I think the issue is:
Were Nuvia's designs licensed to ARM for servers, so therefore how much % of the design can be used for non-server?
Or, was Nuvia's products in general licensed to ARM for servers,... therefore the same engineers and product can be used completely by another company?
Well, I assume you mean licensed 'by' ARM, not 'to' ARM - ARM are the IP holder and have no practical interest (apart from royalties) in the finished products.
The problem there is does a license to use something to design a product / asset mean that the licensor has additional control over that product/asset in terms of future development and how it's used...? Without the contracts being made public that is hard to answer.
I'm not sure how enforcable the use of a general purpose CPU core being restricted to certain market segments actually is - if it's a soft limitation based on royalty payments, etc., then again I expect this to be settled.
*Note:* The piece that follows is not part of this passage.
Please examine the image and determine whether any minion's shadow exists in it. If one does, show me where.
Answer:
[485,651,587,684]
To complicate that even more, the designs are (supposedly / by all accounts) NOT using ARM standard customer IP (i.e. not using Cortex-A/X) cores - the CPU core design is Nuvia/Qualcomm customised - so what say can ARM really have there...?
I sense there is likely an 'intent' in the contracts for ARM to maybe try to enforce this approach but I suspect there is enough ambiguity in the contract itself (i.e. this specific type of scenario regarding taking over someone else's IP and assimilating it) that Qualcomm think they can defend their position.
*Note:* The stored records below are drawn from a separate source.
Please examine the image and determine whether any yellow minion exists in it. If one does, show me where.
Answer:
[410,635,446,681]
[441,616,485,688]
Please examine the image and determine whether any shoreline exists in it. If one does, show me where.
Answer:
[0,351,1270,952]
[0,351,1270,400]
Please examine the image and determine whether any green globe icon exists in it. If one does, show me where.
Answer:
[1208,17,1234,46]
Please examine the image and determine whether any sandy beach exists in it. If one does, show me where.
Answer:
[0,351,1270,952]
The summary version of ARM's claim is "
that Qualcomm violated the license agreement by using designs from Nuvia without Arm's approval" - we have no idea what rights of ownership ARM has on those designs (which are legitimately now Qualcomm assets in terms of whatever ownership Nuvia had). If those designs utilise say some amount of the ARM Cortex IP blocks directly, then ARM possibly have a credible case in terms of some right of approval / ownership.
No doubt Apple said to ARM. "Hey those Nuvia engineers left us, now they're giving away our design to Qualcomm. Stop them."
Surely that's Apple's problem and if true they could pursue effectively themselves - and get the payout directly from any judgement rather than some latent gain.